Magdalena Bay, Baja California Sur

As I look at today’s photo, I am reminded of the immense diversity of wildlife in the areas that we, aboard the National Geographic Sea Lion, are exposed to each day. How lucky we are!

Today the dawn greeted us just off Punta Tosca on the southern end of Isla Santa Margarita. The trip north through the night from yesterday’s activities in the Cabo San Lucas area was very nice to us indeed—a soft, gentle roll over a calm Pacific sea. Our first sighting was of a humpback whale leisurely throwing its beautiful flukes into the air as it dove down into the clear, blue waters of the Pacific. Common dolphins, California sea lions, Craveri’s Murrelets and more humpback whales greeted us on our path northward along the Baja shore. Once inside Magdalena Bay about a dozen gray whales, alone or in pairs, puffed their misty spouts into the calm morning sky and threw their flukes into the air as they dove into the blue depths of the Bay. As we made our way further northward, we sighted a very unusual sight inside Magdalena Bay, a group of about 40 Pacific white-sided dolphins swimming leisurely along and mixed with porposing California sea lions. It was then that our ship’s doctor captured this picture of a small group of sea lions resting on the surface and a gray whale showing its flukes right in front of them. What an incredible morning we had.

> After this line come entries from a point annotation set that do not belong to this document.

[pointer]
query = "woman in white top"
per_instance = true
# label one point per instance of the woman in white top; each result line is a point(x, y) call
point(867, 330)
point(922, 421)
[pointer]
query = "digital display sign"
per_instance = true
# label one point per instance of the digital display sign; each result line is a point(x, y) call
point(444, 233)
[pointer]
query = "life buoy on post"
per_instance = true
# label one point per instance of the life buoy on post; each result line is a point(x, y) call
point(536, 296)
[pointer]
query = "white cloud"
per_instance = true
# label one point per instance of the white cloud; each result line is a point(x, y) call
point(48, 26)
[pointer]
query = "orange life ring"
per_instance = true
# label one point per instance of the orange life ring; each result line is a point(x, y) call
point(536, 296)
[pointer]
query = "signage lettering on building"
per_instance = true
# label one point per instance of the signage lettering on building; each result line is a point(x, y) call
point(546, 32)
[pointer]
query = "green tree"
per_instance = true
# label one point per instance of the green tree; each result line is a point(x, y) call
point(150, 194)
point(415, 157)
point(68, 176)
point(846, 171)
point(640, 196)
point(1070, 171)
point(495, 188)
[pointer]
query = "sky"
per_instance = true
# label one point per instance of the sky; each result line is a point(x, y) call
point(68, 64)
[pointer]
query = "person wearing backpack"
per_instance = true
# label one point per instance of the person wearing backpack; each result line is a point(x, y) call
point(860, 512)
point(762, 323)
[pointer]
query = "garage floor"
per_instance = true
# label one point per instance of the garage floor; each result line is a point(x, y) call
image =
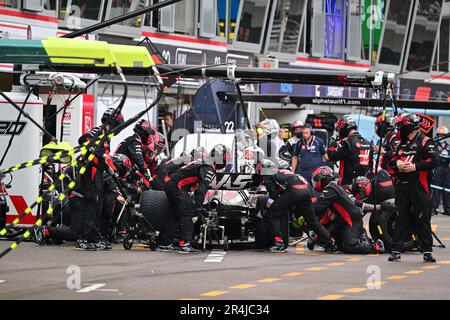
point(32, 272)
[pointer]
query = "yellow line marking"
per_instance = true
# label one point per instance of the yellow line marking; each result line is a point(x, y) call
point(354, 259)
point(243, 286)
point(414, 272)
point(316, 269)
point(375, 284)
point(268, 280)
point(293, 274)
point(336, 264)
point(332, 297)
point(213, 293)
point(430, 267)
point(396, 277)
point(355, 290)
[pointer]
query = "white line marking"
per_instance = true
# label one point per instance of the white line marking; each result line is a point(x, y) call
point(108, 290)
point(91, 288)
point(215, 256)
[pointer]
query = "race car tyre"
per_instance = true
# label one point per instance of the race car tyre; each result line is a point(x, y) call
point(385, 219)
point(154, 207)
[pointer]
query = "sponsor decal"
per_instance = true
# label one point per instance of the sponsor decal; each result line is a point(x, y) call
point(11, 127)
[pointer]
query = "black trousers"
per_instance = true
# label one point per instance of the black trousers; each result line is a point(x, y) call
point(106, 222)
point(87, 207)
point(355, 240)
point(301, 200)
point(441, 179)
point(413, 209)
point(181, 213)
point(84, 218)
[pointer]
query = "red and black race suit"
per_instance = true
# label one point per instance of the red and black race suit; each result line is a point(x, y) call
point(133, 149)
point(390, 143)
point(196, 175)
point(412, 199)
point(441, 178)
point(86, 199)
point(384, 188)
point(355, 156)
point(345, 218)
point(420, 151)
point(164, 170)
point(289, 190)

Right after lunch the ship was anchored along the sand dunes that make up a major part of Isla Magdalena and we went ashore to walk the half mile to the Pacific shore. The sun was warm; yet the wind was cool enough to make our walk very pleasant over the dunes and among the tenacious dune plants to the beach we call ‘Sand Dollar Beach’. This amazing beach stretches for about 30 miles along the Pacific coast and is as pristine as any beach can possibly be. There are no structures or people anywhere—just the shells, sand dollars, bones, sounds of the surf beating against the shore and the solitude, the blessed solitude! Back aboard the ship, we weighed anchor and continued our journey northward through the mangrove lined Hull Canal with a wide variety of birds in the vegetation and along the mudflats that line the canal at this lower tidal level. Herons, egrets, ibises, ospreys, sandpipers, ducks, cormorants and geese so abundant that even our reluctant birders were up on deck enjoying this dramatic spectacle of diversity. How could we be anything but grateful for the opportunity to visit and experience this incredible landscape and the wildlife held within it?